Недавние ливневые дожди переполнили речки, ключи. Да что там ключи, по обычно сухим логам бежали бурные реки. Они и замыли, заровняли разрез, где Ксюша с Ариной добывали золото. Унесли промывалку. Ладно хоть инструмент остался, лежал на скале. Пришлось вновь строить дамбу, отводить ключ в новое русло. Заново проходить хвостовую канаву, чтоб спустить из россыпи грунтовую воду. Третьего дня хвостовая канава захватила коренную скалу. Сланцы стояли щеткой – естественный трафарет, естественный уловитель золота. Ксюша наломала сланцев в лоток, обмыла их в ключе, на маленьком плесике, где под березой всегда стояла стайка ленков. Обмыла и вскрикнула:
– Крестна, золото! Давай-ка проверим, сколь.
На борту канавы, среди старательского скарба лежали самодельные весы: коромысло – сосновая лучинка, ошарканная до блеска ножом, на тонких нитках подвешены две чашечки из бересты. А гирьки – спички.

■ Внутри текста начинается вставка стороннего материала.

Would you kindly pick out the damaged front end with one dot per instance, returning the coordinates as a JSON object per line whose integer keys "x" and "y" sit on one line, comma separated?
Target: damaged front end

Одна спичка золота с лотка – плоховато, две – можно мыть, пять – хорошо. Для разжигания огня есть кремень, кресало, трут, а спички только для взвески золота. От долгого употребления они побурели и блестят. Ксюша положила на одну чашку крупинки намытого золота, на вторую пять спичек. Мало. Золото перетягивало. Шесть спичек.
– Ого, крестна, видишь!
– И впрямь, а так вроде бы и смотреть не на што. Накайли-ка еще скалы в лоток.
– Не-е, крестна, лотком мыть – зря время тратить. Вскрывай-ка торфа, а я начну промывалку ладить. Если дождей не будет, мы с тобой поднамоем…
Выбравшись из канавы, Ксюша приволокла проходнушку – желоб из толстых колотых плах аршина четыре в длину. Прокопала канавку в старое русло ключа. Подкладывая дернину и гальку под «голову» проходнушки, установила ее с нужным наклоном, да так, чтоб вода из малой канавки лилась прямо в головную часть проходнушки. Положила на дно; коврик из прутьев березы. У прутиков возникают сотни маленьких водоворотов. Вода промывает прутья от ила, песка и готовит в водоворотах ловушки для золота. А чтоб коврик не унесло, чтоб не сбросить с него гребком крупные золотинки, набила поперечные рейки через каждые поларшина.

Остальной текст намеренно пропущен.